Ecos del exilio

La noche había caído con una frialdad que calaba hasta los huesos. El bosque susurraba entre ramas secas y sombras inquietas. Aria caminaba con pasos sigilosos, el manto de la oscuridad cubriendo su silueta mientras el viento arrastraba el olor a lluvia y tierra húmeda.

No había comido en dos días. Ni siquiera Nyra —su loba interior— tenía fuerzas para quejarse.

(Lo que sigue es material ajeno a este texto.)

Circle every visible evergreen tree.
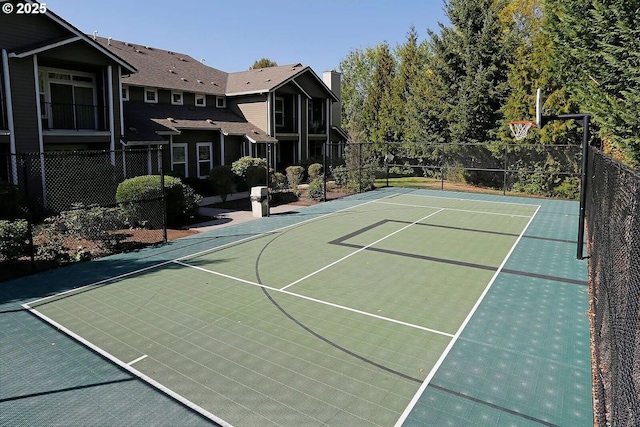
[425,0,510,143]
[545,0,640,166]
[362,42,397,152]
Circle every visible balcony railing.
[42,102,109,131]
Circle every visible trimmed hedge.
[116,175,202,229]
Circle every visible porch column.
[220,130,224,166]
[2,49,17,185]
[33,54,47,206]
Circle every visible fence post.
[322,141,331,202]
[20,153,36,273]
[502,144,509,196]
[158,145,167,243]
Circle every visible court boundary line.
[175,261,454,338]
[395,205,541,427]
[22,194,395,309]
[22,303,232,427]
[281,209,444,291]
[398,193,539,206]
[374,199,537,218]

—Necesitamos descansar, Aria… —susurró Nyra débilmente—.

Nuestro cuerpo no aguantará mucho más.

—Lo sé —respondió ella en voz baja—, pero si dormimos a campo abierto seremos presa fácil.

El sendero se abría entre las montañas, cubierto de hojas secas. A lo lejos, el ulular de un búho resonó como una advertencia. Aria se detuvo.

Olfateó el aire.

Algo… no estaba bien.

Un olor a sangre y humo se mezclaba con el de los árboles.

Se agachó y avanzó lentamente, hasta que la vio.

Una joven estaba acorralada contra una roca, respirando con dificultad. Tres hombres la rodeaban con antorchas y cuchillos. Su cabello castaño brillaba bajo la luz del fuego, y sus ojos grises, llenos de furia, no mostraban miedo.

—Miren eso —rió uno de los hombres—. Una loba solitaria.

Podríamos vender su piel por un buen precio.

—Tóquenme y se arrepentirán —gruñó la joven, mostrando colmillos.

Aria no lo pensó.

Su cuerpo se movió antes de que Nyra terminara de advertirle.

Saltó sobre el cazador más cercano, golpeándolo con fuerza. El segundo apenas alcanzó a girarse antes de recibir una patada en el pecho. El tercero lanzó su antorcha hacia Aria, pero ella la esquivó y la usó contra él. En segundos, los hombres huyeron entre los árboles, dejando tras de sí olor a miedo.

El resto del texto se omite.